NCLEX-RN
Saunders NCLEX RN Practice Questions
1. What question must the nurse ask when formulating a nursing diagnosis?
- A. What diagnosis did the physician make for this client?
- B. What is the issue that I can solve for this client?
- C. What physician orders will resolve this issue?
- D. What underlying disease does this client have?
Correct answer: B
Rationale: When formulating a nursing diagnosis, the nurse should focus on identifying the client's specific health problems that can be addressed through nursing interventions. The correct answer emphasizes the nurse's role in identifying and addressing client-specific issues through nursing care. Choice A is incorrect because nursing diagnoses are distinct from medical diagnoses made by physicians. Choice C is incorrect as it focuses on physician orders rather than the nurse's role in diagnosing and addressing client problems. Choice D is incorrect because it pertains to identifying underlying diseases, which is not the primary focus of nursing diagnoses.
2. A patient diagnosed with a mild anxiety disorder has been referred to treatment in a community mental health center. Treatment most likely provided by the center includes
- A. Medical management of symptoms
- B. Daily psychotherapy
- C. Constant staff supervision
- D. Psychological stabilization
Correct answer: A
Rationale: Community mental health centers focus on rehabilitation, vocational needs, education, and socialization, as well as on the management of symptoms and medication. For a patient with a mild anxiety disorder, the primary focus would be on providing medical management of symptoms, such as prescribing appropriate medications and monitoring their effectiveness. Daily psychotherapy is not typically provided in community mental health centers for mild cases, as it may not be necessary. Constant staff supervision and psychological stabilization are more suited for patients requiring a higher level of care or in acute settings where continuous monitoring and stabilization are essential.
3. A client has entered disseminated intravascular coagulation (DIC) after becoming extremely ill after surgery. Which of the following laboratory findings would the nurse expect to see with this client?
- A. Elevated fibrinogen level
- B. Prolonged PT
- C. Elevated platelet count
- D. Depressed d-dimer level
Correct answer: B
Rationale: In disseminated intravascular coagulation (DIC), a client experiences widespread clotting throughout the body, leading to the depletion of clotting factors and platelets. A prolonged prothrombin time (PT) is a common finding in DIC. The PT measures the extrinsic pathway of the clotting cascade and reflects how quickly blood can clot. In DIC, the consumption of clotting factors results in a prolonged PT, indicating impaired clotting ability. Elevated fibrinogen levels (Choice A) are typically seen in the early stages of DIC due to the body's attempt to compensate for clot breakdown. Elevated platelet count (Choice C) is not a typical finding in DIC as platelets are consumed during the widespread clotting. A depressed d-dimer level (Choice D) is also not expected in DIC as d-dimer levels are elevated due to the breakdown of fibrin clots. Therefore, the correct answer is a prolonged PT.
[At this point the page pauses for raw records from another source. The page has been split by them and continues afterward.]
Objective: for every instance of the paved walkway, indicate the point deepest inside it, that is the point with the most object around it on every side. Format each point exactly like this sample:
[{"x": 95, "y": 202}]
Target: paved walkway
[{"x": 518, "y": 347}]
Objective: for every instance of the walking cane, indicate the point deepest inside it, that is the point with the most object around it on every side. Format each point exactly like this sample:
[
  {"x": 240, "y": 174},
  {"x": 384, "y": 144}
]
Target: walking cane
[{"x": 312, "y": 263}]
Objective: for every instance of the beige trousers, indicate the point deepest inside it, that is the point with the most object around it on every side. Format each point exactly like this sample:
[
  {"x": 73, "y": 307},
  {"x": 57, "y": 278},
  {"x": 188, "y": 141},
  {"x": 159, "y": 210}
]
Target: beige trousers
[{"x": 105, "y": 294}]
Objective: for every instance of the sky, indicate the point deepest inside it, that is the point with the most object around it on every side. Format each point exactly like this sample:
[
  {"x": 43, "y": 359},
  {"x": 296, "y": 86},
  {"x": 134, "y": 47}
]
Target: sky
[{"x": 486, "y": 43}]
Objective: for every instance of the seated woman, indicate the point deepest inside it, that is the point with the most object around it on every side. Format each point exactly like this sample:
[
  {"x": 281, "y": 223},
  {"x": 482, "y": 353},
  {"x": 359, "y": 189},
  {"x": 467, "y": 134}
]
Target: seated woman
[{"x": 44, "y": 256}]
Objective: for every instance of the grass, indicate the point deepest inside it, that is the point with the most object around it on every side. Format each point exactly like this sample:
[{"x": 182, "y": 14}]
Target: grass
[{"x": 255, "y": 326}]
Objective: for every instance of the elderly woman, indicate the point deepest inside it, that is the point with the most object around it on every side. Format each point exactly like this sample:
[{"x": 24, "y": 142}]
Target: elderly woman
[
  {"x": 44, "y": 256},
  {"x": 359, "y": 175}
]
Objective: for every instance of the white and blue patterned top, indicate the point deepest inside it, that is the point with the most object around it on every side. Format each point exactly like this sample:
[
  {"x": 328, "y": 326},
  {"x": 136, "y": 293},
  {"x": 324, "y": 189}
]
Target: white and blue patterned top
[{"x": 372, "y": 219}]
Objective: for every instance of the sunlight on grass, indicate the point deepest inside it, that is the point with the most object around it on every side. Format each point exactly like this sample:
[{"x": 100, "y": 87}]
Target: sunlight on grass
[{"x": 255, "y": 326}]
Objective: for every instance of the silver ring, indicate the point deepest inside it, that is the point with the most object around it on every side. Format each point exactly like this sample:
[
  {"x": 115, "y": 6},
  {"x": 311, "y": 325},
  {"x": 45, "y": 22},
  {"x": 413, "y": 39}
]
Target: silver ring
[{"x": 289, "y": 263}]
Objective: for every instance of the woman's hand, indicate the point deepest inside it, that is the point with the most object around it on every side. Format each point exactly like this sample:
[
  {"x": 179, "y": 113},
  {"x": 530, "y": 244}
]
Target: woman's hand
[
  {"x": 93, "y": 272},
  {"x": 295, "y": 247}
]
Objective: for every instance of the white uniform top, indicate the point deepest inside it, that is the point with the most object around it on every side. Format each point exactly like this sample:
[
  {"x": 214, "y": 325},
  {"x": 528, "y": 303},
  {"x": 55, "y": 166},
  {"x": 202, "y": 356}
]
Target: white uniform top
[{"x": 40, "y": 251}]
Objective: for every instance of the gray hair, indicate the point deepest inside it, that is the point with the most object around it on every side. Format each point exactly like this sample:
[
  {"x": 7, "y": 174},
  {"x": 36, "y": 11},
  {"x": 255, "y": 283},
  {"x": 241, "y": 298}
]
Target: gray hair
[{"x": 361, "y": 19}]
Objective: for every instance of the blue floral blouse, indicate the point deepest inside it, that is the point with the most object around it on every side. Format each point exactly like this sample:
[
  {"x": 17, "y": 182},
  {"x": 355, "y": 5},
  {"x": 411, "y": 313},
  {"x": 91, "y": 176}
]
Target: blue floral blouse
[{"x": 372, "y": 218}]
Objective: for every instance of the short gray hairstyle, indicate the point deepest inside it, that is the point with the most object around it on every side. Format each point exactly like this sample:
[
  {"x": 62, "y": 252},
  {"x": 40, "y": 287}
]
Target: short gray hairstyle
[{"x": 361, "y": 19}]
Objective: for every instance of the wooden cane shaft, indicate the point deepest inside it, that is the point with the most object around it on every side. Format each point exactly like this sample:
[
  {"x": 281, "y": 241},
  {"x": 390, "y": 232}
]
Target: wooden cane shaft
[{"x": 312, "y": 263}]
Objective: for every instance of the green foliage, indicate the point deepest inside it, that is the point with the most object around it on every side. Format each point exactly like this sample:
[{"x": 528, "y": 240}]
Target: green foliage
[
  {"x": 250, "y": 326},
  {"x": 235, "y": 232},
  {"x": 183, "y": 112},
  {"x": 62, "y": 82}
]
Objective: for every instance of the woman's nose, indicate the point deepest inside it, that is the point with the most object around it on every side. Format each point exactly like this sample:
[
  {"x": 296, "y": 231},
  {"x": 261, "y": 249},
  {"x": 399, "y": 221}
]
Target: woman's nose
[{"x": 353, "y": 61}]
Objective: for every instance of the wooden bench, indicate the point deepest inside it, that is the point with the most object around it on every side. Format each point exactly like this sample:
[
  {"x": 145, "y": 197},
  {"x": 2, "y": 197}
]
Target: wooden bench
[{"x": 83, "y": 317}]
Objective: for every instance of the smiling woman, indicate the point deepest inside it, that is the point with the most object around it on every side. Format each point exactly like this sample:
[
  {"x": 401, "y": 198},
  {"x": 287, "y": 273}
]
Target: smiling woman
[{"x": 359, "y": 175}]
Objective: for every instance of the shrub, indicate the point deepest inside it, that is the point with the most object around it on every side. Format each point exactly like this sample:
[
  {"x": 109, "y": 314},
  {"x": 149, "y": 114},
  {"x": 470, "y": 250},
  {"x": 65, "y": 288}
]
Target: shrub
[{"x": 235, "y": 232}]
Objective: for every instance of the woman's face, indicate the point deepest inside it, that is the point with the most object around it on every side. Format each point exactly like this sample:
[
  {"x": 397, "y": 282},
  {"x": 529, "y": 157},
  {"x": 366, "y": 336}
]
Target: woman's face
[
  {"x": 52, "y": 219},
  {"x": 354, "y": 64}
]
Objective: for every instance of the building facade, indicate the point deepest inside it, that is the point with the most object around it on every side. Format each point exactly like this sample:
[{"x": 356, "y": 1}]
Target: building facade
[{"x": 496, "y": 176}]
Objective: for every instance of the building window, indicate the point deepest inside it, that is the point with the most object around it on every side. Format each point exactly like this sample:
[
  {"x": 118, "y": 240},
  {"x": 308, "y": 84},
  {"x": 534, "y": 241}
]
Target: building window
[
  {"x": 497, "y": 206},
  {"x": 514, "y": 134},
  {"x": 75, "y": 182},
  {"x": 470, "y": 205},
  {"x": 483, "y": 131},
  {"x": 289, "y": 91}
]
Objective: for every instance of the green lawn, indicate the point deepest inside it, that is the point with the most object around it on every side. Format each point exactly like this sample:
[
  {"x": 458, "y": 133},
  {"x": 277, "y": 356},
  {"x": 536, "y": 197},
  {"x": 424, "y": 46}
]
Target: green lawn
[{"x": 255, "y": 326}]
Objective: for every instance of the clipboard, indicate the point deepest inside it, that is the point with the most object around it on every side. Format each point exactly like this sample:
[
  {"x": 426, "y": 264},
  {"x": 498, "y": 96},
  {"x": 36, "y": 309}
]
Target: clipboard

4. What information should be collected when assessing the health status of a community?
- A. Air pollution levels
- B. Number of health food stores
- C. Most common causes of death
- D. Education level of the individuals
Correct answer: C
Rationale: When assessing the health status of a community, it is crucial to gather data on various health measures such as the most common causes of death. This information helps in understanding the prevalent health issues within the community. Factors like air pollution levels, the number of health food stores, and the education level of individuals are important community aspects but do not directly reflect the health status of the community. Therefore, the correct answer is to collect data on the most common causes of death as it provides insights into the major health concerns affecting the community.
5. A nurse with five years of experience working in a hospital unit is promoted as a mentor and preceptor to a new nursing staff. This is an example of:
- A. Collegiality
- B. Competence
- C. Advocacy
- D. Integration
Correct answer: A
Rationale: Collegiality is the action of forming relationships and supporting others through work experiences. In this scenario, the nurse being promoted as a mentor and preceptor exemplifies collegiality by fostering an encouraging educational relationship with the new nursing staff. The nurse demonstrates appropriate nursing care, teaches skills, and supports the professional growth of others. Choice B, 'Competence,' refers to having the necessary skills and knowledge, but in this context, the focus is on the supportive and educational role of the nurse. Choice C, 'Advocacy,' involves speaking up for patients' rights and needs, which is not directly demonstrated in the scenario. Choice D, 'Integration,' does not directly relate to the situation described, where the emphasis is on mentoring and guiding new staff.